First, the phasing out of nuclear power by 2022. Germany has currently 9 nuclear reactors that generates about 15% of total electricity. After the Fukushima disaster Germany created a mandate to phase out all nuclear generation by the year 2022. Is this the right move? Is this an overreaction? Without securing backup generation, this is certainly turning out to be a hasty commitment that has become a political hot potato – too hot to touch anymore.

Second, the introduction and then proliferation of the Feed in Tariffs (FiT). Many countries have granted subsidies in various forms – FiT, tax credits, government grants, etc. to support the growth in solar PV. The way German FiT policies work is it requires transmission companies to buy solar PV at wholesale rates and then sell it to the retail customers. Assuming solar PV generated power in more expensive, the PV owner is made whole by a Feed in Tarriff that are ultimately paid for by the retail customers. Thankfully, the industrial customers are exempted which kept the energy prices for the Germany industry competitive with rest of the world. Has Germany gone too far? Does this create market distortions that ultimately result in inefficiency? Will solar PV become economical going forward?

Third, unprecedented growth in Solar PV driven by plummeting prices and favorable policies. Prices have fallen by 75% since 2006. With FiT and tremendous government push there is a growth in renewables. Solar PV is already reaching 6% of total energy consumption which may not look high but quite high by global standards. Is this sustainable?

The impacts so far have been quite pronounced with noteworthy the future implications in the electricity sector.

First the positive. The big governmental push has helped the solar PV penetration and its ride down the cost curve. Solar PV has become economically competitive and a viable alternative in certain parts of the world with certain limitations. On the other hand, German utilities are certainly the bearing the biggest brunt. The so called big-four utilities – E.On, RWE, Vattenfall and enBW are all struggling due to reduction in production and fall in wholesale prices. However, customers are facing high retail prices despite low wholesale prices, due to recovery of FiT susbsidies. FiT’s initial estimate was $3-4 B but due to the rapid rise in deployments that number has escalated to about $10B annually and likely to remain that until 2020. Another issue is the slowdown in carbon emissions market that has resulted in a growth in lignite based generation to cover for baseload power reduction largely due to reduction in nuclear generation. The low costs of carbon emissions (~$10/ton)  do not curb polluting behavior, which requires at least $30/ton by typical estimates. Lignite based generation – which is by far one of the dirtiest forms of coal for atmospheric emissions – will likely stay unless the carbon markets become material again.  Indeed, lignite generation, has an uptick not just in Germany – but also in neighboring countries from Poland to Czech and Bulgaria. All have plans to build lignite plants, absent higher carbon pricing.

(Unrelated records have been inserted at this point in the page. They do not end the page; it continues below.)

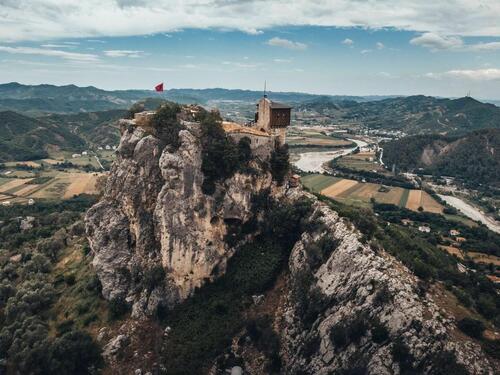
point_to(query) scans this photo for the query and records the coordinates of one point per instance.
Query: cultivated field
(61, 185)
(354, 192)
(419, 198)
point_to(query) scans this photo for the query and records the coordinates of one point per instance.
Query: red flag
(159, 87)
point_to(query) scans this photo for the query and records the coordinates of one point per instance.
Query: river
(471, 212)
(313, 161)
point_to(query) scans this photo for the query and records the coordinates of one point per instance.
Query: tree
(75, 353)
(280, 163)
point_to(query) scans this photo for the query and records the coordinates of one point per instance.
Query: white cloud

Is it misplaced policy or a series of masterful political maneuvers to keep the constituents happy? Lot of theories are floating around. Promotion of renewables but passing the costs onto the customers is clearly not always apparent. Placing the death knell on the nuclear industry and pandering to the public fear and outcry after Fukushima disaster. No doubt, the issues sound simple, but it is quite complex. Time will tell how the transition finally gets implemented and received, and we all get to witness the full spectrum of intended and unintended consequences.